The Nagas

Hill Peoples of Northeast India

Project Introduction The Naga Database

book : 'Konyak Nagas' by Christoph von Furer-Haimendorf, (1969)

caption: Chapter Two. The Social Structure and its Units
caption: Thendu chiefs, rituals and feasts of merit
medium: books
ethnicgroup: Konyak
production:
person: Furer-Haimendorf/ C.
date: 1969
refnum: with permission from Holt, Rinehart & Winston, New York59:7
text: The chiefs of the Thendu group, however, did perform rites suggestive of feasts of merit whereby they sought to raise their personal prestige. There were four stages in these rites. The first involved the carving and dragging in of a log gong for the chief's house.
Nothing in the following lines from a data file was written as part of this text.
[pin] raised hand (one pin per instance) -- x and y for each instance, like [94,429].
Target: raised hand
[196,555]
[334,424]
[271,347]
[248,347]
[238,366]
When the gong had been brought to the village and placed before the chief's house, chiefs of numerous allied and friendly villages were invited to a great feast. Several mithan '(Bos frontalis)' and buffaloes were sacrificed, and shares of the meat were distributed to the guests. The feast ended with dancing, and on the following day the young men of the chief's village went to the forest and felled trees suitable for the fashioning of forked posts. As many of such Y-posts were carved as animals had been ritually slaughtered. These posts were erected in front of the chief's house, and as this was done, the chief's priest, invariably a man of commoner clan, poured beer on the forked posts and addressed the dead animals with words such as these: "Mithan, buffaloes, do not grieve; in your place we erect these posts; in the future mithan will be as numerous as the eggs of insects." Small pieces of meat from the sacrificial animals were then "fed" to the Y-posts.
text: At the next feast a large post carved with hornbill motifs was brought in. The men carrying the post chanted in imitation of a tiger's roar "because chiefs are of tiger clan." In front of the chief's house a deep pit was dug, and in this a dog and a cock were placed and crushed as the men slip the post into the hole. As soon as the post stood erect, large numbers of cattle were brought for sacrifice, the slaughter of up to forty mithan being allegedly not unusual.
text: Both the carving and bringing in of a log gong and the erection of a carved post in front of the chief's house could be repeated in the course of two even more lavish and elaborate feasts. Chiefs who had performed any of these feasts of merit had so gained in power and status that thereafter they were permitted to eat only the purest food. No animal which had been killed or wounded by a beast of prey or which had any blemish, such as a torn ear, was suitable food for chiefs who had performed these feasts of merit.